COMPARATIVE EXAMPLES
Comparative Example 1
(11) Isomerization/Hydrogenation with Copper Chromite Catalyst, Barium Promoted (Product No. AB120210, CAS No. 12018-10-9, from ABCR GmbH, Karlsruhe, Germany) in Ethanol (125 C., 25% Terpinolene Epoxide in Ethanol)
(12) 40 g (0.2504 mol) terpinolene epoxide (95.2%), 120 g (2.609 mol) ethanol and 1.14 g (0.005 mol) copper chromite (CuCr.sub.2O.sub.4, barium promoted, from ABCR GmbH, Karlsruhe, Germany) were charged into an autoclave under nitrogen atmosphere. The mixture was pressurized with 5 bar H.sub.2 and then heated to 125 C. under vigorous stirring. The mixture was stirred for 27 h at 125 C. and then cooled to 25 C. The pressure was released and the catalyst was filtered off through a layer of diatomaceous earth. The remaining catalyst was washed with ethanol (12.5 g). Filtrate and wash ethyl acetate were combined and ethyl acetate was distilled off at reduced pressure (distillation residue: 39.2 g). Quantitative GC (GC with internal standard) of the distillation residue showed a limonene-4-ol concentration of 67.7% and a terpinene-4-ol concentration of 4.43%. This corresponds to a yield of 69.7% for limonene-4-ol and 4.5% for terpinene-4-ol. Total yield of limonene-4-ol and terpinene-4-ol was 74.2%.
Comparative Example 2
(13) Isomerization/Hydrogenation with Copper Chromite Catalyst, Barium Promoted (Product No. AB120210, CAS No. 12018-10-9, from ABCR GmbH, Karlsruhe, Germany) in Ethanol (125 C., 25% Terpinolene Epoxide in Ethanol)

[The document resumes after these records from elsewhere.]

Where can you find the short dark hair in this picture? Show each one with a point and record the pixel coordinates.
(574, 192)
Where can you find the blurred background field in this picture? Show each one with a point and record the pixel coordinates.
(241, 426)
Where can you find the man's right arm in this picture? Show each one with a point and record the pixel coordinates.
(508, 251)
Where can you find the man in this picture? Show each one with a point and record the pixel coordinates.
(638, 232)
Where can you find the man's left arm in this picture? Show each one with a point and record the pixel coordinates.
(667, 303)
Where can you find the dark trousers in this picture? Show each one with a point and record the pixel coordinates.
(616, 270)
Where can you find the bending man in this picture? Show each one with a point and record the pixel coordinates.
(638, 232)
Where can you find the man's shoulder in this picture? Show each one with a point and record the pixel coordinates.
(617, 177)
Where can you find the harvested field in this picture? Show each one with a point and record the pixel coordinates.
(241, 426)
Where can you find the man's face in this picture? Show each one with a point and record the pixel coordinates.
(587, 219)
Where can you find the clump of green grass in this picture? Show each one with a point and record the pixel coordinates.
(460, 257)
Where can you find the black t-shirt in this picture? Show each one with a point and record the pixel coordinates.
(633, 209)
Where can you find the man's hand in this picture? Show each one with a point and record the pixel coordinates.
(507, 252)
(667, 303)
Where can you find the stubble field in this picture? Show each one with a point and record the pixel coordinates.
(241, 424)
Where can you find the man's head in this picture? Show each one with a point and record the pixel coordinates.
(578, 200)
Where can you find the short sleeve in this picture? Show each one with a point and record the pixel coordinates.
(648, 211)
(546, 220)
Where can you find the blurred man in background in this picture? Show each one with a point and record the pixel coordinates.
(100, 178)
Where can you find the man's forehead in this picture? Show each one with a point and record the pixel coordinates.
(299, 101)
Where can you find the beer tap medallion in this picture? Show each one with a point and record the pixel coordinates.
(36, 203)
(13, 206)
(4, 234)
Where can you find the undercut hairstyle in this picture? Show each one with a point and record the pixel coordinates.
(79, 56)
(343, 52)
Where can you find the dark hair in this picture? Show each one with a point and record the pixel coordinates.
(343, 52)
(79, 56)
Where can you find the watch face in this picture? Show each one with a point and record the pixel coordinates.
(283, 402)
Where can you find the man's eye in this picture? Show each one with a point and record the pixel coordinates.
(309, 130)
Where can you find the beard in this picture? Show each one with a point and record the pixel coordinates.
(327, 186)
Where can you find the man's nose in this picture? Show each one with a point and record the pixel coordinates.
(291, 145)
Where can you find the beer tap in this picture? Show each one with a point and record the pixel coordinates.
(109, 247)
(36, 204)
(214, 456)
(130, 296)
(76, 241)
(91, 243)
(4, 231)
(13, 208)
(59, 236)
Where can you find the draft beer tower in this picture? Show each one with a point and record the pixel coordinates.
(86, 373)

(14) 40 g (0.2472 mol) terpinolene epoxide (94.0%), 120 g (2.609 mol) ethanol and 1.14 g (0.005 mol) copper chromite (CuCr.sub.2O.sub.4, barium promoted, from ABCR GmbH, Karlsruhe, Germany) were charged into an autoclave under nitrogen atmosphere. The mixture was pressurized with 5 bar H.sub.2 and then heated to 125 C. under vigorous stirring. The mixture was stirred for 45 h at 125 C. and then cooled to 25 C. The pressure was released and the catalyst was filtered off through a layer of diatomaceous earth. The remaining catalyst was washed with ethanol (12.5 g). Filtrate and wash ethyl acetate were combined and ethyl acetate was distilled off at reduced pressure (distillation residue: 36.4 g). Quantitative GC (GC with internal standard) of the distillation residue showed a limonene-4-ol concentration of 44.7% and a terpinene-4-ol concentration of 33.0%. This corresponds to a yield of 42.8% for limonene-4-ol and 31.2% for terpinene-4-ol. Total yield of limonene-4-ol and terpinene-4-ol was 74.0%.